J’attendais donc, debout à côté de mon vélo. Quoi ? Je ne sais pas, un mouvement du côté des soucoupes, des ordres, un contrôle. Mais rien. Je commençais sérieusement à avoir froid. C’est alors que j’ai entendu un grand éclat de rire. Les deux soucoupes sont d’un coup et, visiblement, à voire la conduite, ça avait l’air de bien se marrer à l’intérieur. Avant qu’elles ne disparaissent, j’ai entendu une voix dire : « Ces Terriens, ils sont vraiment cons. Toujours prêts à croire n’importe quel bobard… »

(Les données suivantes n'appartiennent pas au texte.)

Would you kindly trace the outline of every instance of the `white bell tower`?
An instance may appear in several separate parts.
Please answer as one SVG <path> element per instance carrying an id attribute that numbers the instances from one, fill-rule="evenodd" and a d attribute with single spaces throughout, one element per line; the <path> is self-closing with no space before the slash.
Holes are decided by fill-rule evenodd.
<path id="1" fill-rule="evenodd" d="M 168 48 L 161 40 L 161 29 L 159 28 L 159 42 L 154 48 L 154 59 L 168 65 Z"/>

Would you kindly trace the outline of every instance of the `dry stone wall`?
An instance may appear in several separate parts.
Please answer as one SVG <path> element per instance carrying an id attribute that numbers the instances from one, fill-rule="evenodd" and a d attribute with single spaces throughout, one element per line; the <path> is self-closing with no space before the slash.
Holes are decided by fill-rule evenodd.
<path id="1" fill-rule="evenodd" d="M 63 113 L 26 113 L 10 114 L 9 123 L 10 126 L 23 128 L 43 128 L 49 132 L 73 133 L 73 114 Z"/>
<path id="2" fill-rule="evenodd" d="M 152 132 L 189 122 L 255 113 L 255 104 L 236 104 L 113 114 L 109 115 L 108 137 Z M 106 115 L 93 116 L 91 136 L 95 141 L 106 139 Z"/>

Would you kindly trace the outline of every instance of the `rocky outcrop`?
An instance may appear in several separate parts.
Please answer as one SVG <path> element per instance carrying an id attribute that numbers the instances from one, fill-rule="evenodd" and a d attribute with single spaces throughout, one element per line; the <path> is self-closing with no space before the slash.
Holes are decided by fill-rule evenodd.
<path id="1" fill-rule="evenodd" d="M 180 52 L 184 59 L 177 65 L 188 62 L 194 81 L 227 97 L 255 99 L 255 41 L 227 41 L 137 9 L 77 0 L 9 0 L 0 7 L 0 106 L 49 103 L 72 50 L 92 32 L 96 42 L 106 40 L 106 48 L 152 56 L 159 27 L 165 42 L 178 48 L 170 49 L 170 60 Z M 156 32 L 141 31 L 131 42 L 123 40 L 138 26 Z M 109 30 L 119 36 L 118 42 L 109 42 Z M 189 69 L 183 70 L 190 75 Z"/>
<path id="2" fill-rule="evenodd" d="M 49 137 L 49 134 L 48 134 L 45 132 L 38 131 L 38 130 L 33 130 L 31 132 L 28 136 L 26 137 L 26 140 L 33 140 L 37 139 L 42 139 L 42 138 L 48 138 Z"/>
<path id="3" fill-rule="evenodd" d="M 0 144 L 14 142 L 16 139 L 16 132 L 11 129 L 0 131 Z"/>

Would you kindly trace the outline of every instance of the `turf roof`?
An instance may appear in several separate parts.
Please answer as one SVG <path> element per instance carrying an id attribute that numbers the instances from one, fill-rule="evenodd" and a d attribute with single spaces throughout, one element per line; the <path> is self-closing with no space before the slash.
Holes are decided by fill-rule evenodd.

Comme vous tiens. C’est vrai, il m’arrive souvent des choses bizarres. En ce moment ce sont des petits coups de malchance : le magnétoscope qui change les canaux, mon disque dur qui se met en grève… Mais voir des Ovni, sincèrement… Le seul que j’ai vu, c’était le Concorde. Oui, vous savez bien, l’Objet Volant Nettement Invendable… Le reste n’est que… racontars.

Ce billet constitue ma participation au jeu en sablier j-3 avant la fin des blogs organisé par Kozlika. C’est pas terrible, mais j’ai quelques neurones en moins et c’est le bordel dans mes synapses après un rude bouclage… Mais l’important n’est-il pas de participer ?

1. Le vendredi 30 décembre 2005, 15:08 par Vroumette

Coool, les aliens ont de l’humour !

2. Le vendredi 30 décembre 2005, 17:28 par luciole

Rire! C’est rigolo quand tes conexions synapsiques déconnent !!! bises!